A questo punto Michea rivela il perché della contraddizione tra il suo dire e quello degli altri.
Racconta di aver avuto come una visione di quanto stesse avvenendo in cielo, alla corte di Dio,
dove si voleva trovare il modo per perdere il re d'Israele. E qui si arriva al punto centrale della
narrazione, dove viene spiegato il senso della funzione profetica, perché non tutti i profeti sono
uguali. Nel gremio del consiglio celeste si è infatti fatto avanti uno spirito, che ha proposto di
ingannare il re diventando spirito di menzogna sulla bocca di tutti i suoi profeti. Naturalmente si
intende con l'unica eccezione di Michea, figlio di Imla.
«Come?» gli domandò il Signore.
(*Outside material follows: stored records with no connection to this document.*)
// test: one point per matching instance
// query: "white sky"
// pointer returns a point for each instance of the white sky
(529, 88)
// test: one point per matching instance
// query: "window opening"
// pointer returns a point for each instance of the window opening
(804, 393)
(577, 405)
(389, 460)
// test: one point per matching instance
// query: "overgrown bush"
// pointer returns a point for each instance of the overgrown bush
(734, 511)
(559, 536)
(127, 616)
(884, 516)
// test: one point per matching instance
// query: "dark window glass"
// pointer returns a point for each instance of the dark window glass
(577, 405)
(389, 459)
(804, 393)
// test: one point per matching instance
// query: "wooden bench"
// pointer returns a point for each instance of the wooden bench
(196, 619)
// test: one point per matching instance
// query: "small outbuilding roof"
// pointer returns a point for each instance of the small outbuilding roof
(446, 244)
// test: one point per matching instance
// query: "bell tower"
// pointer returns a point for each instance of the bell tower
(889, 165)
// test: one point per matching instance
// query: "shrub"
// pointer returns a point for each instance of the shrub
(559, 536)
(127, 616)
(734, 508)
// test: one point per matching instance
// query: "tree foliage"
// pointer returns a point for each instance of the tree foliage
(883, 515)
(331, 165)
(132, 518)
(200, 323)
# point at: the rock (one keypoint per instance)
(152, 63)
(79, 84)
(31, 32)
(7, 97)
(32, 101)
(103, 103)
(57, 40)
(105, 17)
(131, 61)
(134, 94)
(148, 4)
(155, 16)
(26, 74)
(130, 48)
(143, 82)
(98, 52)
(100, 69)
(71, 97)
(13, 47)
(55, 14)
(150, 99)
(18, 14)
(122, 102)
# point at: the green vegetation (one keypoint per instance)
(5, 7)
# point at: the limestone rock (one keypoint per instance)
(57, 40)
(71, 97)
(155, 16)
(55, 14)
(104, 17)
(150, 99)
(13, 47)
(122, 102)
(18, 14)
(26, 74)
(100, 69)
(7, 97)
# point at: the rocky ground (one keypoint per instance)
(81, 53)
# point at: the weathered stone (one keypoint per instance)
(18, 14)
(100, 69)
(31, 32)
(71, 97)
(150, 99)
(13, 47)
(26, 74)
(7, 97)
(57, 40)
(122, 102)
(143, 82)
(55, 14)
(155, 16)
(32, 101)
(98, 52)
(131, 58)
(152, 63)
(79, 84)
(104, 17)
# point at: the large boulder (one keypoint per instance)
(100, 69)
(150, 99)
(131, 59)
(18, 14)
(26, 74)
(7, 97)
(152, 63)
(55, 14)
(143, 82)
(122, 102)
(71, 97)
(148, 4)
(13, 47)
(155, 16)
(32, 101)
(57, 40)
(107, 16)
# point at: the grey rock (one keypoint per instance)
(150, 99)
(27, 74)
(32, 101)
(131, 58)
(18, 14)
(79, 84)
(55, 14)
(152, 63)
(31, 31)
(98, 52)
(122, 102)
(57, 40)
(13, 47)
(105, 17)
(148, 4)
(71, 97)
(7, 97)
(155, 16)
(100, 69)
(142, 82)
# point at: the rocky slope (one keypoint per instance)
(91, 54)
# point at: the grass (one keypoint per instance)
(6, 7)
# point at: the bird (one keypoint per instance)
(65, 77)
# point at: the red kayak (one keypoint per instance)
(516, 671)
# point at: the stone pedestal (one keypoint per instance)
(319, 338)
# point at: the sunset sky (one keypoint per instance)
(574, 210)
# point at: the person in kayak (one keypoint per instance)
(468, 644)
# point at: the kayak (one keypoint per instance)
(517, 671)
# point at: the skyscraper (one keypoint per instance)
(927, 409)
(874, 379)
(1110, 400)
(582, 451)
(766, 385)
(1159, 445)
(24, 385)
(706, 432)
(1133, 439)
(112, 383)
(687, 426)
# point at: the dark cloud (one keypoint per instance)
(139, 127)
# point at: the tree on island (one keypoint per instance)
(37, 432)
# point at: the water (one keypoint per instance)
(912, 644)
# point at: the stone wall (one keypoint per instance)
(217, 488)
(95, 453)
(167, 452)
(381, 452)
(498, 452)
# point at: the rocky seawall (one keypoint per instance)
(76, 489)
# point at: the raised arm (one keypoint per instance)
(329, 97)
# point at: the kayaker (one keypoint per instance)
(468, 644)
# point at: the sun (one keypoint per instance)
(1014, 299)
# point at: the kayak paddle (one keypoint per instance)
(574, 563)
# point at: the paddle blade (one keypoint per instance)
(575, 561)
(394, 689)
Rispose: «Andrò e diventerò spirito di menzogna sulla
bocca di tutti i suoi profeti.»
È questo il senso del racconto, che si vuole porre come esemplare: i profeti sono stati molti e
sono ancora tanti, ma nella stragrande maggioranza, e non sempre per colpa loro, furono
menzogneri. Perciò con la fine dei due regni, prima quello di Israele, poi quello di Giuda,
sparirono anche i profeti di corte, che furono associati nella responsabilità della catastrofe.
Si deve ipotizzare, che una parte di questi, almeno quelli più importanti, avessero uno o più
segretari che trascrivevano i loro oracoli. Come avvenne, per esempio, nel caso a noi noto del
primo-Isaia oppure di Geremia. Ma la loro eredità fu poi censurata e cancellata. Non superò la
barriera elevata dai redattori dell'Antico Testamento. Così noi siamo cresciuti nella convinzione
che i profeti siano stati pochi, molto pochi.